Diesel, Atkinson e Miller: conheça os ciclos mais econômicos de motor

Depois do surgimento dos modelos híbridos, ficou mais frequente ouvir que tal motor é Atkinson, o outro é Miller e por aí afora. E isso faria esses motores a gasolina não terem mais o conhecido ciclo Otto. De olho nisso, fomos atrás dos ciclos mais eficientes de um motor a combustão e da explicação de por que eles aproveitam melhor a energia concentrada nos combustíveis.

Quem nos ajudou na empreitada foi Henrique Pereira, membro da Comissão Técnica de Motores Ciclo Otto da SAE Brasil, e Edson Orikassa, gerente de homologação da Toyota e presidente da AEA. Mas não se engane: eles falaram conosco de todos os ciclos mais eficientes disponíveis hoje.

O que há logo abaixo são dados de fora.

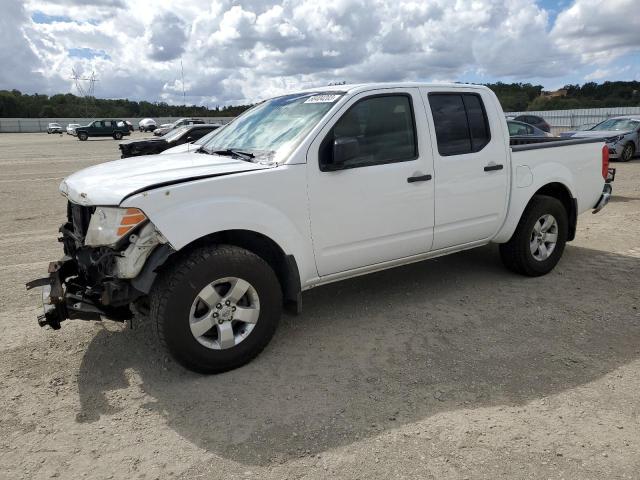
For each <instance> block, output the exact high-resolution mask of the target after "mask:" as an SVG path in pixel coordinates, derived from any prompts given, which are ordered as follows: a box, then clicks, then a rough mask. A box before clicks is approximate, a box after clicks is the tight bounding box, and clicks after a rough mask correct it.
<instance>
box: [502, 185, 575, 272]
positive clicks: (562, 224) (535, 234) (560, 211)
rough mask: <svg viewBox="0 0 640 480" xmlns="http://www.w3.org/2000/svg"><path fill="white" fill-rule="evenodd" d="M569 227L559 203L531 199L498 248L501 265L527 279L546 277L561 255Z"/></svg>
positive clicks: (561, 203)
mask: <svg viewBox="0 0 640 480" xmlns="http://www.w3.org/2000/svg"><path fill="white" fill-rule="evenodd" d="M568 224H569V222H568V218H567V211H566V210H565V208H564V205H563V204H562V202H560V201H559V200H558V199H556V198H553V197H549V196H546V195H536V196H534V197H533V199H532V200H531V202H530V203H529V205H528V206H527V208H526V209H525V211H524V213H523V214H522V218H520V222H519V223H518V226H517V228H516V231H515V232H514V234H513V236H512V237H511V239H510V240H509V241H508V242H507V243H502V244H500V258H501V259H502V263H504V265H505V266H506V267H507V268H508V269H509V270H511V271H514V272H516V273H519V274H521V275H527V276H530V277H538V276H540V275H545V274H547V273H549V272H550V271H551V270H553V268H554V267H555V266H556V264H557V263H558V261H559V260H560V257H561V256H562V252H563V251H564V247H565V244H566V243H567V237H568V232H569V229H568ZM547 225H548V226H547ZM545 228H546V229H545ZM552 240H553V241H552Z"/></svg>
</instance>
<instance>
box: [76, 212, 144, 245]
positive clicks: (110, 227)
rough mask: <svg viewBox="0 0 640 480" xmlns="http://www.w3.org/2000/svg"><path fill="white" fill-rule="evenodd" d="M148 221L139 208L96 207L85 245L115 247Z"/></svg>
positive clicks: (85, 237)
mask: <svg viewBox="0 0 640 480" xmlns="http://www.w3.org/2000/svg"><path fill="white" fill-rule="evenodd" d="M146 221H147V216H146V215H145V214H144V213H143V212H142V210H140V209H137V208H119V207H96V209H95V211H94V212H93V215H92V216H91V221H90V222H89V228H88V230H87V235H86V237H85V245H87V246H91V247H102V246H109V247H113V246H115V245H116V244H117V243H118V242H119V241H120V240H121V239H122V238H123V237H124V236H126V235H128V234H130V233H132V232H133V231H134V230H135V229H136V228H137V227H138V226H140V225H142V224H143V223H145V222H146Z"/></svg>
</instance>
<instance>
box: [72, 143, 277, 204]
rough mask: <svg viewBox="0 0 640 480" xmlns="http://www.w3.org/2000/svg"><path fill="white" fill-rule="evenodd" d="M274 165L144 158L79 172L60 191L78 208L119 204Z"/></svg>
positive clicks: (233, 158) (101, 164)
mask: <svg viewBox="0 0 640 480" xmlns="http://www.w3.org/2000/svg"><path fill="white" fill-rule="evenodd" d="M275 166H276V164H275V163H274V164H260V163H251V162H245V161H243V160H238V159H235V158H231V157H227V156H220V155H208V154H205V153H195V152H188V153H179V154H175V155H147V156H143V157H133V158H124V159H122V160H116V161H113V162H107V163H102V164H100V165H96V166H93V167H89V168H85V169H84V170H80V171H79V172H76V173H74V174H72V175H70V176H68V177H67V178H65V179H64V180H63V181H62V183H61V184H60V192H62V194H63V195H64V196H66V197H67V198H68V199H69V200H70V201H72V202H73V203H77V204H80V205H87V206H92V205H119V204H120V202H122V200H123V199H125V198H126V197H128V196H131V195H133V194H135V193H139V192H143V191H145V190H151V189H153V188H159V187H162V186H166V185H173V184H176V183H182V182H186V181H193V180H198V179H201V178H207V177H215V176H219V175H229V174H232V173H241V172H249V171H253V170H264V169H268V168H273V167H275Z"/></svg>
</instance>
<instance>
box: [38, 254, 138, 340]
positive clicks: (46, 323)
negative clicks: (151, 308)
mask: <svg viewBox="0 0 640 480" xmlns="http://www.w3.org/2000/svg"><path fill="white" fill-rule="evenodd" d="M48 271H49V276H48V277H44V278H39V279H37V280H32V281H31V282H29V283H27V284H26V287H27V290H31V289H32V288H36V287H42V307H43V313H42V314H41V315H38V325H40V326H41V327H45V326H47V325H48V326H49V327H51V328H52V329H54V330H58V329H59V328H60V324H61V323H62V322H63V321H64V320H67V319H79V320H101V319H102V318H103V317H105V316H108V317H110V318H113V317H114V315H113V312H107V311H106V310H105V309H103V308H101V307H100V306H98V305H96V304H95V303H93V302H92V301H90V300H89V299H87V298H86V297H85V296H84V295H83V291H82V290H78V291H77V293H74V292H73V291H71V290H72V289H70V288H67V287H66V286H65V282H66V280H67V279H68V278H70V277H73V276H75V275H76V274H77V267H76V262H75V260H74V259H72V258H70V257H66V256H65V257H63V258H62V260H60V261H57V262H51V263H50V264H49V269H48ZM113 319H114V320H126V319H127V318H126V315H125V316H123V317H122V318H113Z"/></svg>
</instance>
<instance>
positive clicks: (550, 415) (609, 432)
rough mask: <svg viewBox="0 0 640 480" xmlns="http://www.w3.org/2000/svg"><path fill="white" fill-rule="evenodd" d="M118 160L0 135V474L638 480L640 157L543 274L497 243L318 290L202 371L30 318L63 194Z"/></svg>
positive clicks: (92, 150) (153, 352) (306, 477)
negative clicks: (239, 355)
mask: <svg viewBox="0 0 640 480" xmlns="http://www.w3.org/2000/svg"><path fill="white" fill-rule="evenodd" d="M136 135H139V134H136ZM116 152H117V142H114V141H113V140H111V139H104V140H102V139H92V140H90V141H88V142H79V141H77V140H75V139H73V138H71V137H68V136H66V135H64V136H60V135H46V134H2V135H0V166H1V167H0V184H2V187H1V188H0V202H1V204H2V205H3V208H2V211H1V212H0V227H1V229H0V232H2V233H0V247H1V248H2V251H1V252H2V254H1V255H0V288H1V291H2V292H3V293H2V296H1V297H0V322H1V324H2V325H3V327H4V332H5V334H4V335H3V336H2V338H1V339H0V351H1V355H2V357H1V358H2V361H1V362H0V385H1V386H2V387H1V390H0V405H2V408H1V409H0V432H2V437H1V439H0V465H1V467H0V478H3V479H4V478H6V479H12V480H13V479H18V478H25V479H27V478H28V479H40V478H52V477H59V478H64V479H77V478H100V479H105V478H126V479H134V478H135V479H143V478H144V479H154V478H185V479H197V478H207V479H218V478H219V479H234V478H261V479H262V478H267V479H270V478H273V479H283V478H289V479H295V478H310V479H316V478H345V479H369V478H433V479H442V478H469V479H472V478H473V479H475V478H486V479H497V478H505V479H513V478H519V479H520V478H545V479H546V478H554V479H555V478H564V479H581V480H584V479H603V478H606V479H613V478H640V474H639V473H638V472H640V453H639V452H640V423H639V414H640V406H639V403H638V392H639V391H640V342H639V340H640V310H639V308H640V160H637V159H636V160H634V161H632V162H630V163H627V164H616V167H618V178H617V179H616V181H615V183H614V193H615V197H614V198H613V200H612V202H611V204H610V205H609V206H608V207H607V208H606V209H605V210H604V211H603V212H602V213H601V214H598V215H591V214H590V213H587V214H584V215H583V216H581V217H580V220H579V228H578V234H577V238H576V240H575V241H574V242H573V243H571V244H570V246H568V247H567V250H566V252H565V255H564V258H563V259H562V261H561V262H560V264H559V266H558V267H557V268H556V269H555V271H554V272H552V273H551V274H549V275H547V276H545V277H542V278H524V277H520V276H516V275H513V274H511V273H509V272H507V271H506V270H504V269H503V268H502V266H501V265H500V262H499V259H498V255H497V250H496V248H495V247H494V246H488V247H483V248H479V249H475V250H471V251H468V252H463V253H459V254H456V255H452V256H448V257H444V258H440V259H436V260H431V261H427V262H423V263H419V264H414V265H410V266H407V267H402V268H397V269H393V270H389V271H386V272H381V273H377V274H373V275H369V276H366V277H361V278H356V279H353V280H350V281H346V282H343V283H338V284H334V285H329V286H326V287H320V288H317V289H314V290H312V291H310V292H307V293H305V295H304V311H303V314H302V315H301V316H299V317H293V316H285V317H284V318H283V322H282V323H281V327H280V329H279V330H278V332H277V333H276V336H275V338H274V339H273V341H272V343H271V344H270V346H269V347H267V349H266V350H265V351H264V353H263V354H262V355H261V356H260V357H258V358H257V359H256V360H255V361H253V362H252V363H251V364H249V365H247V366H246V367H243V368H241V369H238V370H236V371H233V372H229V373H225V374H222V375H218V376H208V377H207V376H200V375H196V374H193V373H191V372H188V371H186V370H184V369H182V368H181V367H179V366H178V365H176V364H175V363H173V362H172V361H171V360H170V359H168V358H167V356H166V354H165V353H164V352H163V351H162V350H161V349H160V348H159V347H158V346H157V344H156V340H155V338H154V336H153V333H152V329H151V328H150V327H149V326H148V325H146V324H143V325H141V326H140V327H139V328H136V329H134V330H131V329H127V328H125V327H123V326H121V325H119V324H115V323H104V324H101V323H91V322H82V321H76V322H73V321H71V322H65V324H64V325H63V328H62V330H60V331H58V332H52V331H50V330H44V329H41V328H39V327H38V326H37V324H36V322H35V317H36V315H37V314H38V313H39V311H40V306H39V302H40V300H39V294H38V293H37V292H29V293H27V292H26V291H25V288H24V283H25V282H26V281H28V280H31V279H33V278H37V277H40V276H43V274H44V273H45V271H46V266H47V263H48V262H49V261H50V260H55V259H57V258H58V257H59V256H60V255H61V246H60V244H58V243H57V242H56V236H57V228H58V226H59V224H60V223H62V221H63V219H64V215H65V201H64V200H63V198H62V197H61V196H59V195H58V193H57V185H58V183H59V182H60V180H61V179H62V178H63V177H64V176H65V175H67V174H69V173H71V172H73V171H75V170H78V169H80V168H82V167H86V166H89V165H92V164H96V163H100V162H102V161H106V160H109V159H113V158H115V157H116V156H117V154H116ZM132 161H135V160H132Z"/></svg>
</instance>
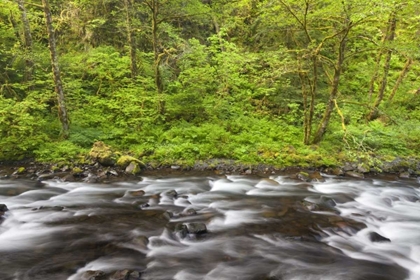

E o mais econômico de todos talvez passe despercebido.

 

Diesel

Entre todos os ciclos de motor já desenvolvidos, o mais econômico é o Diesel, que usamos em maiúscula por se tratar do ciclo, não do combustível. “Este alto rendimento é devido principalmente às altas taxas de compressão utilizadas nesses motores combinadas à utilização de turbocompressores”, diz Pereira. Orikassa confirma: “A eficiência dos motores a combustão interna tem aproximadamente as seguintes eficiências: Diesel (30%) e gasolina (20%). Altas taxas de compressão permitem uma maior energia acumulada e, consequentemente, mais força”, diz Orikassa.

A alta taxa de compressão citada pelos engenheiros já teve explicação detalhada aqui no FlatOut, mas não custa repassar. Quanto mais alta ela é, maior será sua temperatura final de combustão. Se falássemos apenas de gases atmosféricos comprimidos, eles já sofreriam expansão apenas pelo calor a que são submetidos.

Esse é o princípio usado no motor a ar comprimido de Guy Nègre, criador da MDI, por exemplo. E só não o incluímos aqui porque ele não é a combustão (pelo menos não interna – quem quiser mais explicações pode pedir para fazermos uma matéria sobre o sistema nos comentários). A expansão ocorre para que o gás possa dissipar a energia, ou o calor, que recebe.

Em um motor térmico, a compressão inclui a queima de um combustível. Essa queima gera ainda mais calor, decompõe o combustível e forma uma quantidade adicional de gases para ajudar a empurrar os pistões para baixo. É isso que produz o movimento necessário para deslocar o automóvel.

Quanto mais alta é a taxa de compressão, maior é a garantia de que a queima será completa. O problema é que, se ela for alta demais, poderá provocar a ignição da mistura precoce sem a faísca da vela, um fenômeno conhecido como pré-detonação ou, popularmente, como batida de pino.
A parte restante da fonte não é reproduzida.